Darksiders II

mercredi 29 août 2012 à 23:54

La Mort méritait bien un jeu. Et quel jeu! Dans la veine d'un Prince of Persia, aussi dark qu'un Resident Evil, aussi lumineux qu'un Zelda, aussi beau qu'un Skirim et aussi riche qu'un Final Fantasy, Darksiders II est pure plaisir pour les sens. Les cavaliers de l'apocalypse peuvent être fier.

Sombre sans être lugubre, la Mort nous emmène sur son cheval. Non, vous ne rêvez pas (bon d'accord, vous jouez) : vous êtes la Mort. J'adore ce genre de jeux dans lesquels on incarne un personnage connu pour être mauvais mais qui en réalité ne fait que son job. Il y a quelques année déjà, j'étais tombé sur Soul Reaver dans lequel on joue un vampire tué puis ramené à la vie (c'est compliqué de mourir pour un vampire…). Très loin des histoires de vampires actuelles (non : on ne tombe pas amoureux d'un vampire, c'est moche, c'est froid et ça boit du sang), ce jeu m'avait beaucoup plu et je le retrouve un peu dans Darksiders II.

On se laisse emporter dans cette magnifique aventure : Mort (puisque c'est son nom) va franchir beaucoup d'épreuves pour prouver l'innocence de son frère Guerre, accusé — à tort — d'avoir provoqué l'apocalypse. A priori, aucun doute à avoir sur la culpabilité du frangin : après tout, pour l'un des quatre cavalier de l'apocalypse c'est plutôt normal de provoquer l'apocalypse non ? Mais, condamné par les puissantes forces de la création, Guerre vera son innocence prouvée par Mort.

Outre l'histoire, qui n'est pas creuse et vide de sens comme dans la plupart des jeux d'actions, il y a le jeu : une alternance de phase d'action et de phase de réflexion avec un dosage très réussis. Tel le prince de Perse, on résoud des énigmes complexes puis on glisse sur les murs pour tomber nez à nez avec des ennemis qu'on combat avec encore plus de classe que Link de Zelda. Durant les phases de combats, on pourrait se croire dans un jeu comme Soul Calibure : tuer son adversaire ne suffis pas, on cherche le geste parfait, la combo qui déchire, la classe étant de finir ses ennemis avec un exécution.

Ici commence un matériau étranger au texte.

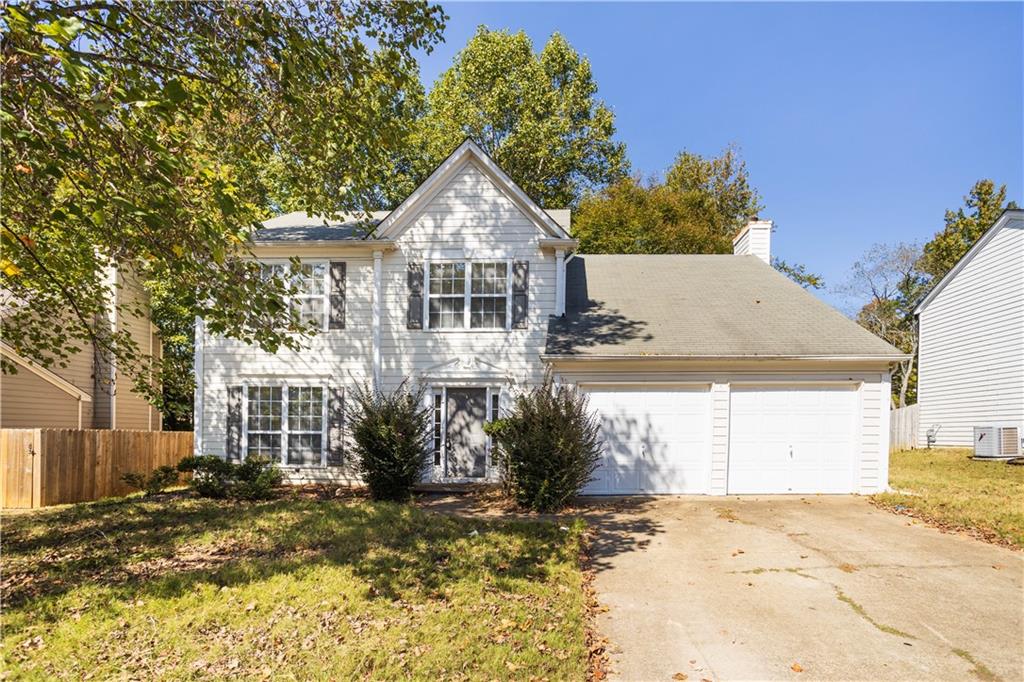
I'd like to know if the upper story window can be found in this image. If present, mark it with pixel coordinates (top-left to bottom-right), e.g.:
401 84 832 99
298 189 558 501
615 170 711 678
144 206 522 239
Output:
427 261 509 329
261 263 330 329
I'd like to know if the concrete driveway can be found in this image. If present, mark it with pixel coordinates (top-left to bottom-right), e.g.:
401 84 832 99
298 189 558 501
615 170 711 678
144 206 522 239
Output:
588 497 1024 682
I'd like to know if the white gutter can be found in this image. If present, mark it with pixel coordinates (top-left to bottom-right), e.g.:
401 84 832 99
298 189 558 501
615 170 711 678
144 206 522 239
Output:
541 353 910 363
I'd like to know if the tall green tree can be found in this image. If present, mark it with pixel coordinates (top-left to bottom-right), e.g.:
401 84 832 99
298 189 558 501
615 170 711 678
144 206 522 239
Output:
838 243 930 408
572 147 762 253
391 26 627 208
921 179 1017 282
572 146 824 289
0 0 444 417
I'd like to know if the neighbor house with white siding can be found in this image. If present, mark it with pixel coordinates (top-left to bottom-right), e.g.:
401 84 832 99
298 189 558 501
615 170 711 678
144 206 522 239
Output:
196 141 903 495
0 265 162 431
914 210 1024 447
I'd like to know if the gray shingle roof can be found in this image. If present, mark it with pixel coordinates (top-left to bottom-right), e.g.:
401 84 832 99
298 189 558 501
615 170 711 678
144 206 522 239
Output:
546 255 901 357
253 211 388 242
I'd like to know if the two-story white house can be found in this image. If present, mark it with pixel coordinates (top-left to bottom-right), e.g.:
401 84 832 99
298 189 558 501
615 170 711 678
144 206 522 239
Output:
914 210 1024 450
196 141 902 495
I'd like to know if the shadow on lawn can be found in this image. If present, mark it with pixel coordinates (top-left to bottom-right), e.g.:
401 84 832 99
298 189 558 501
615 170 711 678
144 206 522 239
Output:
2 491 574 607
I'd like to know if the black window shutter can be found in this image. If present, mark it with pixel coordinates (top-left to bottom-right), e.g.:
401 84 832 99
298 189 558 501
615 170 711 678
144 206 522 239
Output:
328 260 348 329
512 260 529 329
406 262 423 329
224 386 245 462
327 386 345 467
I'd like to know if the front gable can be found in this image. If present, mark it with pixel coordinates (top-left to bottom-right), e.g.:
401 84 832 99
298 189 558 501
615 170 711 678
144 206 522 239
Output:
375 139 570 241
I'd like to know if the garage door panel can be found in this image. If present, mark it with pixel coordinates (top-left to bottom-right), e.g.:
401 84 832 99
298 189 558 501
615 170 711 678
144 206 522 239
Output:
586 388 711 495
728 387 857 494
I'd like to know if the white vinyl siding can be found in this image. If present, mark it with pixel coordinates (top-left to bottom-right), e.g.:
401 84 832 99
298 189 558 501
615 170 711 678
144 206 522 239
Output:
381 162 556 389
555 366 889 495
196 255 373 483
918 219 1024 447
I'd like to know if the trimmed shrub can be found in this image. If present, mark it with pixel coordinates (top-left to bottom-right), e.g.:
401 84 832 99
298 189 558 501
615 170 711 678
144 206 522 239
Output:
484 375 602 512
227 457 282 500
178 455 282 500
121 464 178 497
349 382 431 502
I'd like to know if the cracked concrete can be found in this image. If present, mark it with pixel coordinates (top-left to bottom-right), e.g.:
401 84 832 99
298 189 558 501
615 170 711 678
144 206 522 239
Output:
588 497 1024 682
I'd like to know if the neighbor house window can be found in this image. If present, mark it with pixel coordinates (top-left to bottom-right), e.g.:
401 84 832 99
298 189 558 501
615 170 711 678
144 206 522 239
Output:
246 386 325 466
262 263 330 329
427 261 509 329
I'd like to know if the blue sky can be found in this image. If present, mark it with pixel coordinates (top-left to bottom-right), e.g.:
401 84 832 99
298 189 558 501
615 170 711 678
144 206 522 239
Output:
421 2 1024 304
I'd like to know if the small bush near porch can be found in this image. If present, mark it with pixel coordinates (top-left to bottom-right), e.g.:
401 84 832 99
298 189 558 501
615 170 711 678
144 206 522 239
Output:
2 497 587 680
873 447 1024 548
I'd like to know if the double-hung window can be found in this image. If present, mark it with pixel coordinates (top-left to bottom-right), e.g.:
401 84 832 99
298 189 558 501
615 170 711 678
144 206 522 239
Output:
428 263 466 329
262 263 330 329
246 386 326 466
427 261 509 329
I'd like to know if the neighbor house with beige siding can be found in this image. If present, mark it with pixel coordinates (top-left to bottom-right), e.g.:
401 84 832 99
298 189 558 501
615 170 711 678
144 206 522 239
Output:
195 141 903 495
0 267 161 431
914 210 1024 447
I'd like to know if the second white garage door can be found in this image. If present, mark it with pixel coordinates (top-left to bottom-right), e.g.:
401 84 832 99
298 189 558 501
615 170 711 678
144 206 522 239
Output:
728 386 859 495
585 388 711 495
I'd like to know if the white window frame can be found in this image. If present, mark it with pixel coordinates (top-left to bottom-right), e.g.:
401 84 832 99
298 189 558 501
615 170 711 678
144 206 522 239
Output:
423 258 513 334
242 380 330 469
259 258 331 332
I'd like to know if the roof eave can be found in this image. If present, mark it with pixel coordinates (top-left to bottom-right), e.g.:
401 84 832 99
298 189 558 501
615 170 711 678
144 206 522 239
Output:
539 237 580 249
250 240 395 251
541 353 910 363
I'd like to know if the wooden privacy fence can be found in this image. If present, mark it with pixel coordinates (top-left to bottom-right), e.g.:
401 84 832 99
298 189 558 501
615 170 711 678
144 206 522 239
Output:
889 404 921 452
0 429 193 509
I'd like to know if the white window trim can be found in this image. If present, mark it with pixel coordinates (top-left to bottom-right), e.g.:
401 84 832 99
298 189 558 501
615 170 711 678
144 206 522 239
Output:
423 258 513 334
259 258 331 332
242 379 330 469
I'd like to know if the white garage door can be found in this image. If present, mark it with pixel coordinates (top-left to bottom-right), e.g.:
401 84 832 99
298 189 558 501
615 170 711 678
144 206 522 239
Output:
728 386 858 495
585 388 711 495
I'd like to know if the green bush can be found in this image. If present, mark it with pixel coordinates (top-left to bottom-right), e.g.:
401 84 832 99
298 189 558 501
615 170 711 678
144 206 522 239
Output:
350 382 431 502
178 455 282 500
121 464 178 497
484 376 602 512
227 457 282 500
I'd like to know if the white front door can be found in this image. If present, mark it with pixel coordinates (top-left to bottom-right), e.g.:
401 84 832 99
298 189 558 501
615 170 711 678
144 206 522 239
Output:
728 386 859 495
585 387 711 495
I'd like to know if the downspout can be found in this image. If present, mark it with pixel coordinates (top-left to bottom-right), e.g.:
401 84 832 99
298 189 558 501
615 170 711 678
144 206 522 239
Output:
193 316 206 457
555 249 565 317
372 251 384 391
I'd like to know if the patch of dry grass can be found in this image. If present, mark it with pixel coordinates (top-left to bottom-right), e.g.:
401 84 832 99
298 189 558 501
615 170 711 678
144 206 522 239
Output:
2 496 588 680
873 449 1024 548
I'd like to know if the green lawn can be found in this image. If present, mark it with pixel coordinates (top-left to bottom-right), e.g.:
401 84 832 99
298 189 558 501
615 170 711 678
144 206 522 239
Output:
874 449 1024 547
2 497 587 680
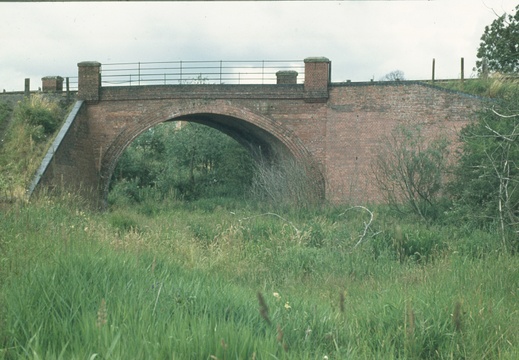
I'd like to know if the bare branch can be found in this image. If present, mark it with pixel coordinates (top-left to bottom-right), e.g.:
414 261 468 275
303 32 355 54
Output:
339 205 373 249
490 107 519 119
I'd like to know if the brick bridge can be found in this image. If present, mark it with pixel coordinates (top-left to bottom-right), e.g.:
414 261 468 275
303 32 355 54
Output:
30 58 481 204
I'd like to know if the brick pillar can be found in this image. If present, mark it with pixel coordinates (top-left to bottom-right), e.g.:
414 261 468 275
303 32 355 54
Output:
77 61 101 101
41 76 63 92
304 57 331 102
276 70 298 84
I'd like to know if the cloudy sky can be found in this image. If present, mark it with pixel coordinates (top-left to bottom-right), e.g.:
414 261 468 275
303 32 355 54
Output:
0 0 519 91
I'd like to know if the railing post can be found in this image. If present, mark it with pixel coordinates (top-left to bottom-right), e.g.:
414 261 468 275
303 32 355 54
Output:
77 61 101 101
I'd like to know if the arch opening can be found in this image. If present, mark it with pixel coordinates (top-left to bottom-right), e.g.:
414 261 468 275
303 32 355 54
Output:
101 108 324 205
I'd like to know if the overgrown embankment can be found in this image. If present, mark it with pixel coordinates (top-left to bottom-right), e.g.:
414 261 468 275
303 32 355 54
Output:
0 94 68 202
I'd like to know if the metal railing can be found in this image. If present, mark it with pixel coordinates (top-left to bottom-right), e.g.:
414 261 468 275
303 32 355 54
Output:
101 60 304 86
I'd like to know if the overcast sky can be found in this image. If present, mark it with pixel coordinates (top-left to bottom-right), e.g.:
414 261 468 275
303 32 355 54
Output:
0 0 519 91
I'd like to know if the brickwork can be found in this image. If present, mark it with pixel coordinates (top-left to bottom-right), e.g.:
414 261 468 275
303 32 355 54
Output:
37 58 481 204
77 61 101 102
41 76 63 92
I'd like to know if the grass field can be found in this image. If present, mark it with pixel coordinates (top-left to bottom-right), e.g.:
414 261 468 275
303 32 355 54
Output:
0 198 519 359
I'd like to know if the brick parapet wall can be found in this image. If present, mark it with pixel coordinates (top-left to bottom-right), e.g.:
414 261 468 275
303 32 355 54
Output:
99 84 304 101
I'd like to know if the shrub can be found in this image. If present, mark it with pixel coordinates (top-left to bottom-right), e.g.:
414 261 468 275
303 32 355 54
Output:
14 95 62 141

Les énigmes sont complexes mais pas trop, on n'est jamais trompé, on cherche la solution puis lorqu'on la trouve, on test et ça marche… sinon, on tombe et on reviens, sans plus de sanction. On retrouve un peu tous les éléments de ce genre de jeux : le fameux grappin (très utile lors des combats), les leviers, les clés, les murs sur lesquels on glisse, les lianes sur lesquelles on grimpe et les planches sur lesquelles on se déplace horizontallement au dessus du vide. On trouve aussi quelques autres mécanique que je ne spoilerai pas, tel que… non, je ne spoilerai pas, mais ça reste du classique.

On aime :

  • la dynamique générale du jeu qui permet de sortir de la quête principale pour faire les quêtes secondaire ou juste se balader un peu comme on le faisait dans Ocarina of Time, puis de revenir directement là où vous en étiez
  • les compétences qui permettent d'orienter facilement son équipement
  • l'absence totale de temps de chargement
  • l'histoire complète mais pas complexe
  • les énigmes insurmontable à priori, puis on comprend qu'en activant le machin avec le pouvoir bidule…
  • les combats dantesque
  • les combo meurtrière
  • l'apparition de l'avatar de la mort lorsqu'on ouvre des portes ou des coffres
  • tous ces petits détails qui font qu'on est dans un jeu fini et pas dans une béta
  • les graphismes magnifiques
  • la musique entrainante mais pas prenante
  • la longévité du jeu (depuis quand on paye 50€ un jeu bouclé en 10 heures ?)

On n'aime pas :

  • le fait que les développeurs ont (encore) oublié la molette dans les menus pour l'adaptation PC
  • l'existance de quelques freeze mais qui ne vous tue jamais… même si 3 secondes de freeze dans un combat, c'est 30 minutes dans la tête du joueur.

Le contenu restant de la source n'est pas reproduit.